Mesaj tarafından Jung Hee Dong Çarş. Ekim 17, 2012 6:06 am

Sun her zaman ki gibi Dong'un üzüleceğini ve canının yanacağını önceden sezmiş ve evin yoluna değilde yan sapağa saptırmıştı. Dong koluna sıkıca sarılan sarışın kıza bakıyordu ama anıları onu ele geçirmişti, eski Na Sun. İçini bir sıcaklık kapladı, ailesine kavuşmuş gibi.
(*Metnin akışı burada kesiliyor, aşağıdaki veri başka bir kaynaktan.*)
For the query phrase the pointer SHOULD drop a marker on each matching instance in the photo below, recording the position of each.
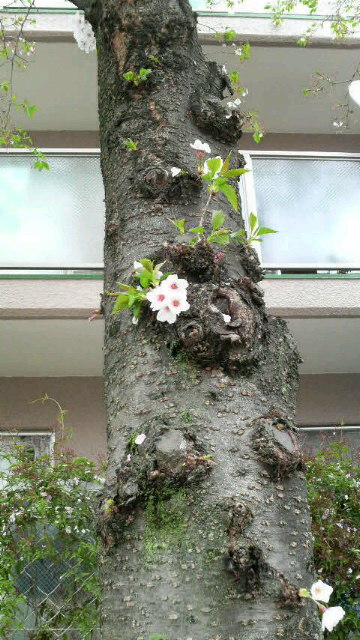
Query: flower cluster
(169, 298)
(322, 591)
(84, 34)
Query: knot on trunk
(211, 116)
(225, 327)
(246, 562)
(165, 459)
(276, 446)
(157, 182)
(196, 262)
(251, 263)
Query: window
(312, 200)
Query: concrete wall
(272, 141)
(323, 400)
(81, 397)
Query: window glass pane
(314, 204)
(51, 218)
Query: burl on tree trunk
(206, 526)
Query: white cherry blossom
(217, 173)
(157, 298)
(166, 315)
(200, 146)
(84, 34)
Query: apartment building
(305, 183)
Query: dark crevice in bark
(206, 527)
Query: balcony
(51, 258)
(54, 220)
(312, 200)
(51, 219)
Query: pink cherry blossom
(165, 314)
(157, 298)
(332, 617)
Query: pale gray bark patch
(206, 527)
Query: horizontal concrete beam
(312, 298)
(52, 26)
(69, 298)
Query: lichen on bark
(207, 394)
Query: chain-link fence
(53, 607)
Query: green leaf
(129, 76)
(235, 173)
(253, 222)
(263, 230)
(148, 264)
(239, 235)
(121, 303)
(179, 224)
(144, 73)
(218, 219)
(196, 230)
(130, 144)
(145, 278)
(231, 195)
(258, 136)
(226, 164)
(221, 237)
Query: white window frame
(66, 152)
(248, 202)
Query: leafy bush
(334, 495)
(49, 554)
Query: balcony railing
(313, 201)
(51, 219)
(55, 219)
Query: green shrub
(334, 495)
(49, 554)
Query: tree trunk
(206, 528)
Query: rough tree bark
(207, 529)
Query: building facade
(304, 182)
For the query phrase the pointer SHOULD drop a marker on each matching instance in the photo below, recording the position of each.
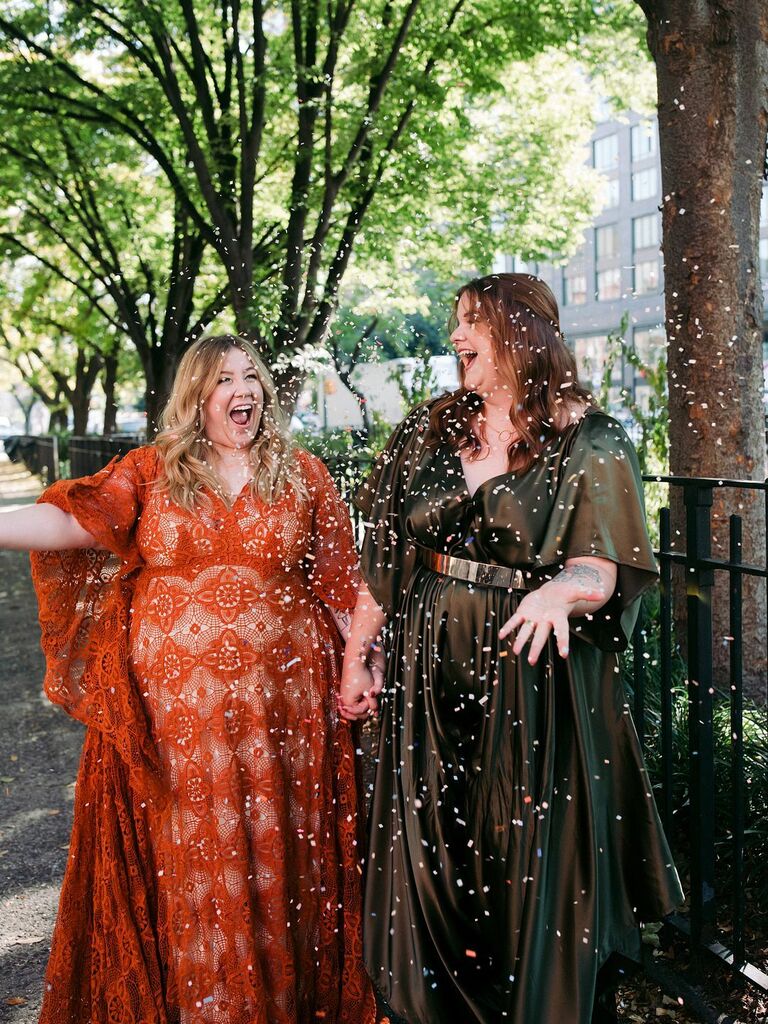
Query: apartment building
(619, 268)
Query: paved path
(39, 753)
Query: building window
(591, 354)
(646, 276)
(606, 242)
(608, 284)
(645, 231)
(643, 140)
(574, 289)
(644, 184)
(608, 194)
(605, 153)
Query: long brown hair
(184, 452)
(531, 355)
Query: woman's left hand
(547, 610)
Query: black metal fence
(687, 805)
(39, 454)
(88, 455)
(687, 808)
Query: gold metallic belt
(480, 572)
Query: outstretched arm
(581, 589)
(42, 527)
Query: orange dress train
(213, 875)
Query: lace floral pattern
(214, 869)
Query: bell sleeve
(332, 560)
(599, 511)
(84, 598)
(388, 555)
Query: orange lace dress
(213, 875)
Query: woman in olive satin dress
(514, 842)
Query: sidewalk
(39, 753)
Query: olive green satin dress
(514, 842)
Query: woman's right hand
(361, 682)
(43, 527)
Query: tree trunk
(110, 385)
(160, 370)
(289, 381)
(712, 65)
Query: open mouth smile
(242, 415)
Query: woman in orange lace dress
(192, 597)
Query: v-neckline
(501, 476)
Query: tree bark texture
(712, 67)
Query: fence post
(699, 581)
(665, 610)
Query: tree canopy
(278, 139)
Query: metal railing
(692, 552)
(700, 839)
(38, 453)
(88, 455)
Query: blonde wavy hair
(181, 441)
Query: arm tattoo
(584, 576)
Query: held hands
(581, 588)
(361, 682)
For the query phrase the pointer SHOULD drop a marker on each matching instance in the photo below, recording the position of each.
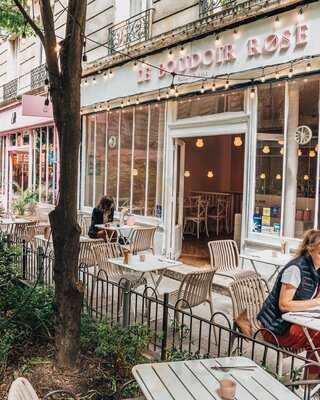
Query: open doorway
(209, 193)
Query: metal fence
(176, 333)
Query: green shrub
(121, 347)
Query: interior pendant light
(200, 143)
(266, 150)
(237, 141)
(210, 174)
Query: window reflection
(269, 159)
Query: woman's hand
(286, 302)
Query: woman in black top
(102, 214)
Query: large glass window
(140, 159)
(125, 158)
(113, 145)
(135, 145)
(269, 159)
(100, 155)
(302, 146)
(89, 161)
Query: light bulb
(312, 153)
(199, 143)
(266, 150)
(237, 141)
(210, 174)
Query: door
(18, 174)
(177, 198)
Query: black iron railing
(134, 30)
(176, 333)
(38, 76)
(10, 90)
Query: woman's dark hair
(311, 240)
(105, 203)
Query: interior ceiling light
(237, 141)
(200, 143)
(210, 174)
(266, 150)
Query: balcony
(38, 76)
(10, 90)
(132, 31)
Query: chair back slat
(196, 287)
(142, 239)
(224, 255)
(104, 251)
(248, 292)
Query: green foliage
(26, 313)
(11, 20)
(122, 348)
(24, 199)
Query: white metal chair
(142, 239)
(105, 251)
(195, 289)
(196, 217)
(21, 389)
(224, 257)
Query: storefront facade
(28, 157)
(259, 82)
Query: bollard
(126, 304)
(165, 317)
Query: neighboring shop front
(28, 157)
(260, 115)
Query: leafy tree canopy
(11, 20)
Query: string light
(308, 67)
(290, 74)
(57, 48)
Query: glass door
(18, 174)
(178, 193)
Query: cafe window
(269, 159)
(302, 156)
(45, 164)
(134, 173)
(208, 104)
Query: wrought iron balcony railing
(134, 30)
(209, 7)
(38, 76)
(10, 90)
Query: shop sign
(227, 53)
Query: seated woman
(102, 214)
(296, 289)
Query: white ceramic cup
(228, 389)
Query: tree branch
(31, 22)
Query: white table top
(268, 257)
(195, 380)
(10, 221)
(308, 319)
(151, 263)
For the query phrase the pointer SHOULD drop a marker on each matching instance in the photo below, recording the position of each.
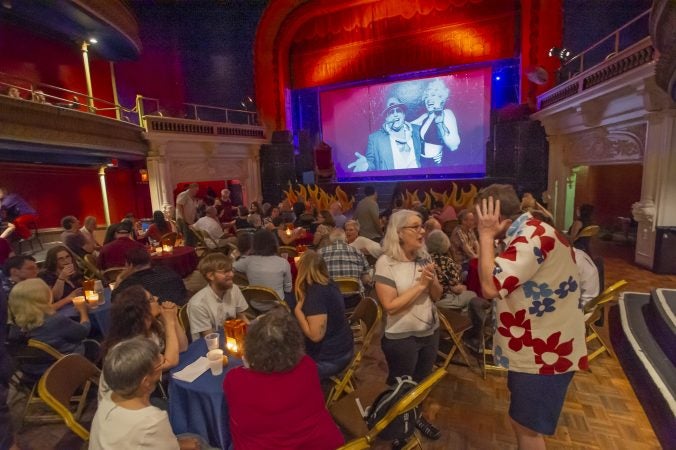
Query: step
(649, 370)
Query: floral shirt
(540, 323)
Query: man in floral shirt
(540, 336)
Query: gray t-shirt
(208, 312)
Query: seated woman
(125, 418)
(264, 268)
(136, 312)
(62, 275)
(30, 307)
(325, 226)
(159, 227)
(320, 310)
(278, 379)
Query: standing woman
(62, 275)
(407, 286)
(320, 311)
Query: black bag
(403, 425)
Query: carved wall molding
(606, 145)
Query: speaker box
(521, 152)
(277, 170)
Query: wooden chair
(110, 275)
(61, 381)
(184, 321)
(366, 315)
(262, 299)
(289, 250)
(169, 239)
(453, 326)
(240, 279)
(346, 411)
(598, 308)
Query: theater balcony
(608, 110)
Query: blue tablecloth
(99, 316)
(199, 407)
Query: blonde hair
(311, 269)
(29, 301)
(392, 241)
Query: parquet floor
(601, 410)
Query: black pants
(414, 356)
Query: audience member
(113, 253)
(136, 312)
(336, 210)
(263, 267)
(34, 317)
(73, 238)
(361, 243)
(407, 286)
(125, 417)
(326, 224)
(320, 311)
(210, 224)
(159, 227)
(186, 212)
(18, 214)
(159, 280)
(88, 230)
(16, 269)
(464, 242)
(278, 378)
(367, 215)
(61, 274)
(540, 328)
(221, 299)
(343, 260)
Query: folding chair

Aslında zaten öyleydi, bu hayatta onun tek ailesi Sun'dı. Birde ölmeseydi annesi. Derin bir iç çekti, hüzün duygusu misafir olmuştu yine Dong'un gözlerine. Nefret ediyordu bu histen. Başını çevirdi ve eski mahalleye baktı. Sun bağırıp çeşmeye koşarken bakışlarını koşan kıza çevirdi. Kalın dudaklarına çok hafif bir gülümseme kondu. Annesi öldükten sonra bir süre babasıyla kalmış ama hayal ettiği -babasının aklını başına alıp, oğluna iyi davranacağı- şey tam tersi olunca mahalleyi terk etmişti. Na Sun'suz ve annesiz bir hayata atılmıştı.
Kim geceleri gelip üstü açık mı diye kontrol edip yanağına öpücük koyarken gözlerinden yaşlar akıtacaktı? Kim onun için hastalıklı yatağından acılar içinde kalkıp ağrılar içinde sırf oğlum güzel beslensin diye yemekler hazırlayacaktı? Kim o vahşi adamın caniliklerini kendine saklayıp, oğlunun huzurlu olmasını sağlamaya çalışacaktı? Peki kim yaraları olduğunda onları sarıp gizlice kendi evine alıp kendi yatağına yatıracaktı? Kim babası Dong'u evden attığında onunla beraber gecelere kadar sokakta duvar dibinde oturacaktı? Dong bu iki mükemmel insanı terk ederken -teknik olarak annesi ölerek terk etmişti- okulu da terk etti ve küçük yaşta, kimseye acıması olmayan hayata atılmıştı. Sertçe yutkundu. Bunlar canını yakıyordu ama yemin etmişti eğer babasını bir kez daha görürse ona bu yaşattıkları için hesap soracaktı. O zamanlar çocuktu ama artık 19 yaşında güçlü biriydi, en azından fiziksel olarak.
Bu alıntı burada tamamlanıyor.